Abstract

Abstract Gold and scheelite bearing quartz veins in Otago Schist at Barewood, eastern Otago, are located in a regional scale zone of faults, which is traceable for at least 20 km along strike. Individual mineralised faults in the zone can be mapped up to 10 km along their northwest strike. The faults have been normal faults since their inception. Early movement involved warping of adjacent schistosity up to 5 m from the faults, and shearing of the schist in the faults, which dip about 50° northeast. Later movement was entirely brittle, and was characterised by some shears and a set of steeply dipping (up to 80° northeast and southwest) conjugate fractures.
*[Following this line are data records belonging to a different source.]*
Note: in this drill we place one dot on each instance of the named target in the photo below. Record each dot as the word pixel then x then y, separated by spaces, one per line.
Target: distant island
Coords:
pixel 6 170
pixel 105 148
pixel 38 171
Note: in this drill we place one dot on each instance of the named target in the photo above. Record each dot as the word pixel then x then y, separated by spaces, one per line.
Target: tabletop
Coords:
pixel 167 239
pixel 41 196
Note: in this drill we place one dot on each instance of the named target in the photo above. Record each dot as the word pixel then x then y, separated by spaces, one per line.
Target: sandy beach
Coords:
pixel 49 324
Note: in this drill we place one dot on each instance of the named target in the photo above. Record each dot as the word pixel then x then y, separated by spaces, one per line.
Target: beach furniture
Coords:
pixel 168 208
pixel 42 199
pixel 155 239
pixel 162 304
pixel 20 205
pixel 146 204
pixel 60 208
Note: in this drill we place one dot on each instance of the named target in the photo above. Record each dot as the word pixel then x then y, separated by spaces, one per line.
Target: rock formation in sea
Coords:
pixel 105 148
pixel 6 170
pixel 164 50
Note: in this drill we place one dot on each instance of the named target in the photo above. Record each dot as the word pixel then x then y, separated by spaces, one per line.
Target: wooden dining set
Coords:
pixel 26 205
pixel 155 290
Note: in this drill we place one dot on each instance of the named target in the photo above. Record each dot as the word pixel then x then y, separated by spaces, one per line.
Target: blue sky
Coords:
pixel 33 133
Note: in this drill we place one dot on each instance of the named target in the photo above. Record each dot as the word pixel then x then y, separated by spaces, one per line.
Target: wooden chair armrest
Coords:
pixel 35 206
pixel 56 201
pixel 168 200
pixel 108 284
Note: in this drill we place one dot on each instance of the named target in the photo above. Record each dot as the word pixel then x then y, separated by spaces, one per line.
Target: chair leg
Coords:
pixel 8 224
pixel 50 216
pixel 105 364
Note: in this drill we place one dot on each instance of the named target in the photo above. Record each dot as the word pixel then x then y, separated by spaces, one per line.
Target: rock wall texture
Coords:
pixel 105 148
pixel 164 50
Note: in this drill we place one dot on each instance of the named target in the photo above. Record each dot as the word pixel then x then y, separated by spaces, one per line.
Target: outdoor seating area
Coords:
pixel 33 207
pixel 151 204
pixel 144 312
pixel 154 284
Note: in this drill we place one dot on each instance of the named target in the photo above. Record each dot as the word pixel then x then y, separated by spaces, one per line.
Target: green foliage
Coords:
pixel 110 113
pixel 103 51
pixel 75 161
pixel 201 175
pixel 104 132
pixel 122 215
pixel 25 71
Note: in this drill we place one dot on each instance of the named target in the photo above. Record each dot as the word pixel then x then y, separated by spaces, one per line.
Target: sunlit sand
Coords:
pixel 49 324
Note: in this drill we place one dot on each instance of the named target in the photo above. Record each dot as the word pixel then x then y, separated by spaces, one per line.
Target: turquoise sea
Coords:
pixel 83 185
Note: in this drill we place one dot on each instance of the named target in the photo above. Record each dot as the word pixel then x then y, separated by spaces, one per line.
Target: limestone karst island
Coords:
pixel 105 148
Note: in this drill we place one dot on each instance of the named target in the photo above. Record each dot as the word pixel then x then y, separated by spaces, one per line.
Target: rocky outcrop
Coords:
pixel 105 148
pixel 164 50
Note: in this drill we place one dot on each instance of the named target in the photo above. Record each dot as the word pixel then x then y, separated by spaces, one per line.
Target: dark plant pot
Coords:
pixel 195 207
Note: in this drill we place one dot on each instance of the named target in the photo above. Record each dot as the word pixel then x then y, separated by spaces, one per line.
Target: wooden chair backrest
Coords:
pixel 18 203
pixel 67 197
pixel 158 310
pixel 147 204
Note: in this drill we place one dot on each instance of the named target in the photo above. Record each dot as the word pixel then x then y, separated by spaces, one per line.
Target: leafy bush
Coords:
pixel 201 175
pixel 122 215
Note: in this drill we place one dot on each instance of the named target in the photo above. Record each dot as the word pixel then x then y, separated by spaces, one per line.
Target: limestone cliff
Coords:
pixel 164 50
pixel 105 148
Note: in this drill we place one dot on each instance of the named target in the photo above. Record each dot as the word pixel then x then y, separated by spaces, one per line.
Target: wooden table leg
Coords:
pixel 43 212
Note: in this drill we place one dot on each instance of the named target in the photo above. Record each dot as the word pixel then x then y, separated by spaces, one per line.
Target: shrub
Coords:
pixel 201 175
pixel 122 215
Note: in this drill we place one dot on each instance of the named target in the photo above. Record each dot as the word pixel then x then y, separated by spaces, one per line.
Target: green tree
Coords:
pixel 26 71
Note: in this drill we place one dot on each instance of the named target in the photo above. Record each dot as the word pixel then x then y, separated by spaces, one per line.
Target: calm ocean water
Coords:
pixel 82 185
Minor late‐stage movement occurred along moderately northeast dipping shears. Slickensides suggest that later stages of movement involved significant strike‐slip motion as well as a normal component. Two stages of quartz veins occur in many localities and both quartz vein types contain gold, scheelite, and sulphides. The early quartz veins are massive white quartz, which fills the fault zones. The later stage of quartz crosscuts early quartz or fills brittle fractures in adjacent variably sheared schist. Fluid inclusions in the early quartz have a density of c. 0.90 g/cm3 and a constant composition of about 1.6 wt% NaCl (equivalent). Later quartz fluid inclusions have densities between 0.82 and 0.90 g/cm3 and variable compositions between 0.5 and 2.8 wt% NaCl (equivalent). Mineralisation occurred during Cretaceous regional extension, and postdates the Hyde‐Macraes Shear Zone, which is a nearby major late‐metamorphic mineralised thrust system.